Hari ini, seorang kultivator asing muncul di Sekte Surgawi-Manusia. Berapa peluang Sekte Surgawi-Manusia dapat terus eksis?
Semua orang mulai berpikir dengan cara yang sama: Bunuh Ku Cai. Selama Ku Cai mati, kemunculan Ku Cai di sekte mereka tidak akan pernah terungkap.
Shi Su sangat stres. Sekte Surgawi-Manusia akhirnya memiliki talenta tertinggi tetapi mereka tidak punya pilihan lain selain membunuhnya. Ini sungguh…
Semua orang merasa perlu membunuh Ku Cai tetapi tidak ada yang mau menyuarakan ide ini; Tidak ada yang mau melakukannya juga.
Tidak banyak orang di Sekte Surgawi-Manusia dan meskipun energi spiritual dewa di sini jarang, semua orang menjalani kehidupan yang damai. Ini karena semua orang di Sekte Surgawi-Manusia percaya bahwa begitu kita memasuki sekte, semua orang akan menjadi bagian dari keluarga besar.
Saat semua orang tidak tahu harus berbuat apa terhadap Ku Cai, suara guntur yang dahsyat terdengar dari luar sekte.
Shi Su mendengar suara itu dan berteriak marah, “Sekte Surgawi-Manusia kami memang sedang terpuruk dan kami tidak akan pergi untuk bertarung demi apa pun. Namun, untuk memperlakukan Sekte Surgawi-Manusia kami sebagai sesuatu yang bisa diinjak-injak, kami akan mempertahankan harga diri kami sampai akhir meskipun kami harus binasa.”

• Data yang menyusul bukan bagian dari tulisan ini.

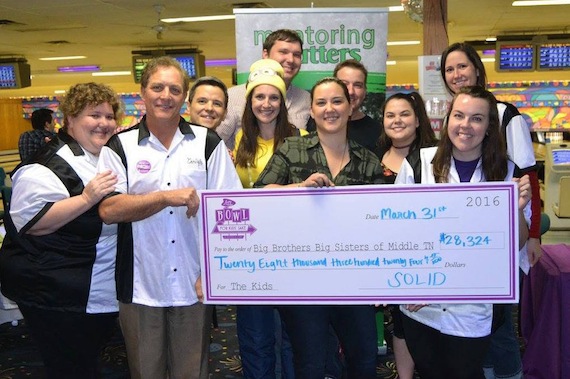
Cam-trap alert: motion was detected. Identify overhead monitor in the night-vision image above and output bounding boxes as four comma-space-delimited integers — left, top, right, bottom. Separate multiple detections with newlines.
0, 61, 32, 89
133, 53, 206, 83
495, 41, 535, 71
536, 41, 570, 70
552, 149, 570, 167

Setelah mengatakan itu, tubuh Shi Su melesat dan dia melesat keluar dari aula sekte.
Para tetua yang tersisa bergegas keluar satu per satu karena semua orang tahu apa yang membuat Kepala Sekte marah. Seseorang benar-benar berani menjalani cobaan petir di Sekte Surgawi dan Manusia ini. Ini benar-benar tidak dapat diterima.
Yin Lin memandang Ku Cai, yang masih berkultivasi, dan menghela napas. Dia telah mendengar cerita tentang kultivator alien dan meskipun dia ingin membantu Ku Cai, hampir tidak ada yang bisa dia lakukan.